Back in October 2020, based on observations earlier that year, I wrote that people with ME/CFS were one of few social groups for whom quarantine changed little about their day-to-day lives; they were already accustomed to only leaving the house a few times a month to get groceries, and socializing over Zoom. But as for the pandemic at large, a lot has changed, because then “long COVID” came and the implications of my research multiplied. It’s meant that — suddenly — there actually is societal interest in understanding post-viral syndromes (of which ME/CFS is one). From what I am hearing, ME/CFS activists view this as an opportunity, but they also express frustration. It is an opportunity because the research dollars flowing into long COVID may help understand the mechanisms of ME/CFS, too (people with long COVID are increasingly getting diagnosed as having ME/CFS). Moreover, it’s been actually very inspiring to see the incredible coalition-building between long COVID and ME/CFS activists. And yet, it can be difficult for people with ME/CFS — many of whom have been sick for decades with no sign of relief — to watch this sudden interest. Where was the concern before?

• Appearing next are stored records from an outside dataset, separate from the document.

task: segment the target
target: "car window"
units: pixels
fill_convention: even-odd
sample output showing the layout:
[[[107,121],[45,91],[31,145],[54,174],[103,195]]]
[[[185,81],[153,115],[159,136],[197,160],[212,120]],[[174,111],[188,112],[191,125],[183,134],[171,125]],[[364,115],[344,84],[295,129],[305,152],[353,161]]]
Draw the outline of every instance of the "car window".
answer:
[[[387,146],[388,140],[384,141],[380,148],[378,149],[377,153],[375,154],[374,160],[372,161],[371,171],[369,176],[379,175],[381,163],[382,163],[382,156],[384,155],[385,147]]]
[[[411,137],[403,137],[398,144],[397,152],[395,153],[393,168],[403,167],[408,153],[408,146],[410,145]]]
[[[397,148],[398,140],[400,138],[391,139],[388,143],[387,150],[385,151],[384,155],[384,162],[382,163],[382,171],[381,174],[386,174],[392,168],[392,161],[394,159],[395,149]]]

[I]t’s been actually very inspiring to see the incredible coalition-building between long COVID and ME/CFS activists. And yet, it can be difficult for people with ME/CFS — many of whom have been sick for decades with no sign of relief — to watch this sudden interest. Where was the concern before?

It remains to be seen whether developments around long COVID will better the material lives of people with ME/CFS, or with long COVID for that matter. It could end up as another disease of disinterest, or we could see a real change in how chronic illness is treated. I am monitoring this in my research. For the moment, all I can say is that I hope it’s the latter.